Got another form rejection letter today.

It’s a good thing I’m a comic; rejection is like my oldest friend. In comedy, rejection is visceral and immediate. It come in the form of silence, or uncomfortable huh-huh-ing, or a gasp (usually when your over-the-top joke gets taken a little too seriously – one of the pitfalls of being so good at the deadpan). Sometimes, you’ll get that sweet, stinging slap of a boo. That always makes me smile. Not to sound too full of myself, but the ‘boo’ doesn’t happen to me very often. When I get one, it’s almost like a rare kind of applause break; I know I’ve really earned the audience’s reaction.

In writing, rejection is the distant and uninformative judgment of people you’ll never meet. Not that they are to be counted cold for the form rejection; at least they replied. The wall-of-silence rejection is the one that gets under your skin. Even then, I don’t blame the agents. They don’t mean it personally; they’re not even saying your work isn’t any good. It’s just not right for that particular agent.

However, the unfortunate truth is that the wall-of-silence and form rejections lack one thing the visceral, immediate reaction of a comedy crowd does not: Something to learn from. The worst part is, there’s no way around it. Literary Agents are deluged with submissions on a daily basis. They’d starve trying to explain why they rejected everyone’s work. So, they don’t. And the writer is forced to shrug and move on.

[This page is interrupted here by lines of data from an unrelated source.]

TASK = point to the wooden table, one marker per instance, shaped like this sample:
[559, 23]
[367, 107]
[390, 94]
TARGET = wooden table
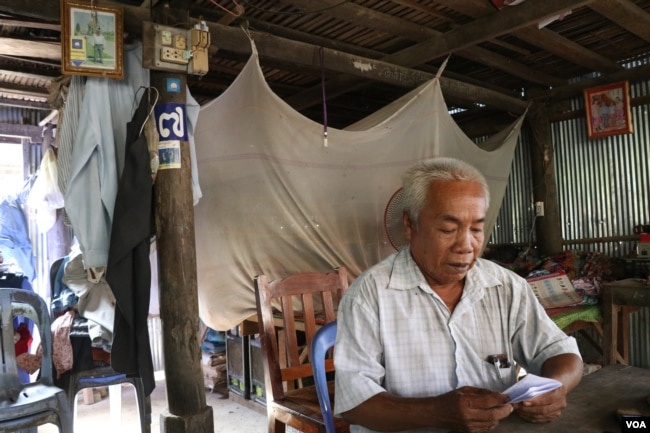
[591, 405]
[619, 298]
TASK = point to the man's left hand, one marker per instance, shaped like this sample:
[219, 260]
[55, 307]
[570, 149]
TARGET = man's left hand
[544, 408]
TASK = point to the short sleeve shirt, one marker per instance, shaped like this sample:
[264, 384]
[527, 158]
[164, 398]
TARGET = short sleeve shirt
[396, 335]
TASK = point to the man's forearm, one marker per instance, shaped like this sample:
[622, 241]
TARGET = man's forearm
[567, 368]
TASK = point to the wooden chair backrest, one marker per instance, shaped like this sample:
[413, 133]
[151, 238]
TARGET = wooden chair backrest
[289, 312]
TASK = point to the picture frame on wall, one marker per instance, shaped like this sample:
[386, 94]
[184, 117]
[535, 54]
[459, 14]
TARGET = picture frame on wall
[608, 110]
[92, 40]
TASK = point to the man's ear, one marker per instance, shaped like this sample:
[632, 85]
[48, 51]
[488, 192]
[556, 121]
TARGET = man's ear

Mind you, if you’ve gone through a hundred queries and never received so much as a nibble, perhaps you might want to reconsider what you’re doing. Of course, there’s no way – easy or otherwise – to pinpoint the specific problem. Oh, you can pore through a slew of blogs and a near-infinite number of essays on the topic(s) of manuscript submission/querying, but once you eliminate the ten to twenty common sense, glaring errors, it’s a complete guessing game.

I haven’t reached the oh-crap-I-must-be-doing-something-seriously-wrong point. I haven’t submitted enough. For now, I’m in shrug-and-move-on mode. Which, at this point, is defined as “burying myself in a new project until I get picked up, or until everyone on my current list rejects me, whereupon I go to my next-in-line crop of agencies, and repeat the process”.
Meanwhile, NoMeansNo’s Tired Of Waiting is on infinite loop in the iPod™ of my mind.

Looking forward to the next, fleeting glimmer of hope known as the unopened query response letter/email.